Stay Away from Vapes in Adolescence

Appealing vape liquid with foodlike flavors are dangerous, researchers confirm

Stay Away from Vapes in Adolescence
Vape

Stay Away from Vapes in Adolescence

 

Vaping creates refreshments among teenagers. They like vaping because it has different flavors like fruit medley, crème brûlée, and cotton candy. The number of teens vape users increases as the flavors are tantalizing. But it is time to say goodbye to these flavors from the United States since the U.S. Food and Drug Administration banned using these flavors in e-cigarettes. According to this new policy by this agency, companies are allowed to make vapes with only having tobacco or menthol flavor, nothing else. 

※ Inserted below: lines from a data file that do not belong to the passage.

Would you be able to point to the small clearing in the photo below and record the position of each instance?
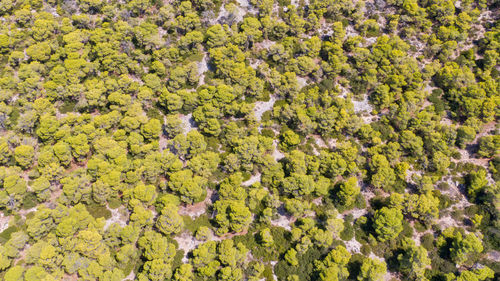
(202, 68)
(188, 123)
(362, 105)
(283, 221)
(263, 106)
(353, 246)
(277, 155)
(4, 222)
(187, 243)
(253, 179)
(116, 217)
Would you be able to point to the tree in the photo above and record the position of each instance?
(476, 183)
(231, 215)
(184, 273)
(24, 155)
(413, 261)
(216, 36)
(388, 223)
(169, 222)
(151, 130)
(372, 270)
(333, 266)
(348, 191)
(266, 237)
(465, 248)
(291, 257)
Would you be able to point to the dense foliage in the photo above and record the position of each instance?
(222, 140)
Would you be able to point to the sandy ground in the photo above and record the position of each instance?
(197, 209)
(283, 221)
(302, 82)
(116, 217)
(277, 155)
(253, 179)
(188, 123)
(353, 246)
(187, 243)
(131, 276)
(202, 68)
(263, 106)
(362, 106)
(4, 222)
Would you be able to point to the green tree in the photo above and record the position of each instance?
(372, 270)
(24, 155)
(169, 221)
(388, 223)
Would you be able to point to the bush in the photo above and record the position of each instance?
(98, 211)
(305, 268)
(427, 241)
(193, 225)
(348, 232)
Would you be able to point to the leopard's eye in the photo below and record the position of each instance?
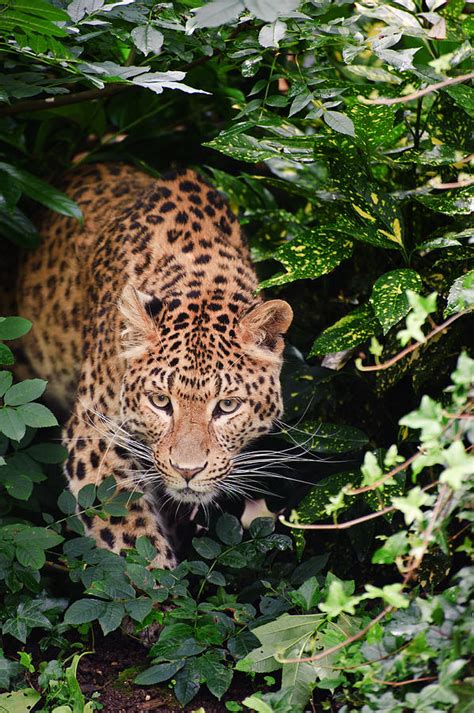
(228, 405)
(159, 400)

Although there will be no other flavors, vaping remains addictive and appealing for containing nicotine. As a result, researchers begin to investigate how the nicotine in the vapes impacts the brain’s development, and they need to go a long way. 

A Yale University neuroscientist, Marina Picciotto talks about her findings, most relating the animals at the annual meeting organized by AAAS last Friday. It is only the past decade when vaping became immensely popular. She says, “We don’t know yet what the consequences are going to be for the long-term intake of vape fluids or the nicotine in vaping.” But she believes that the study is an emerging one with its stack of clues.

The adult users are the primary source of data collection, and they hint that nicotine is highly addictive. Researchers found that vapes are containing more nicotine than a cigarette packet does. Picciotto says, “Nicotine takes things your kind of like and it makes you like them more. Nicotine enhances the rewarding effects of flavors or other stimuli that are slightly rewarding.” As nicotine itself is addictive itself, it makes the flavors more appealing to them, and once the teens start to use them, they cannot do without it. The attraction to vaping derives them to be a music lover or have a sexual experience. Instead, they find pleasure in taking nicotine through vaping.  

Until now, Picciotto studied mice to find out the long term effects of nicotine use. How nicotine threatens their developing brains? Well, looking at the brain structure of the adolescent mice, she finds changes in their brain cells. This change alters the natural way of information transfer throughout the brain. For this reason, the mice that exposed nicotine were different from other mice. They responded to very low stimuli and became more sensitive to stress. As an example, we can consider a slight amount of electrical shock. The normal mice don’t even show anything that happened to them. But the nicotine-exposed mice massive reaction to the shock. The same thing applies to humans also. The children showed emotional overreaction to stress who were exposed to nicotine even before their birth.    

The findings by Picciotto suggest that nicotine-exposed adolescents can have structural changes in their brains too. This nicotine addiction harms their lives when they become grown-ups. She remarks that the study should be extended further to find out the relationship between nicotine exposure and behavioral problems in adulthood. The relationship is complicated, no doubt.

Should we only be worried about nicotine alone? What about the other harmful ingredients that the vape liquid contains? The U.S. Centers for Disease Control and Prevention has already recorded nearly 3000 vape-related hospitalizations that also confirms 64 vape-related deaths. According to their data collection, the deaths may be caused because the vape companies used custom-made vitamin E oil and distributed them illegally.

Vitamin E oil is notorious for containing fats and Picciotto says fats are capable of inflaming the lungs. This clarifies why too many vape-using people are hospitalized with lung-related health issues. Some other ingredients like polyethylene glycol which our lungs can not sustain and Picciotto says they don’t belong to our lungs. She says, “The issue of what is in vape liquid is one that’s very important.”    

Picciotto has a suggestion for the vaping companies that they should make a list of ingredients and mention their percentages on the packet. She says, “We have labeling of all the food that we get in the supermarket. Why would we not demand that we have labeling of every constituent in the vape liquid?” 

 

She also opines that public health campaigns can help largely by rising awareness among people in general. By clarifying the risks of vaping and the impacts of nicotine in the brain development of the teens, the campaigns can discourage teens who are using and willing to use vaping in the future. Picciotto does not deny that switching to vaping for adult smokers is beneficial, but teens should stay away from it as “they are inhaling harmless steam” is not right in the case of vapes.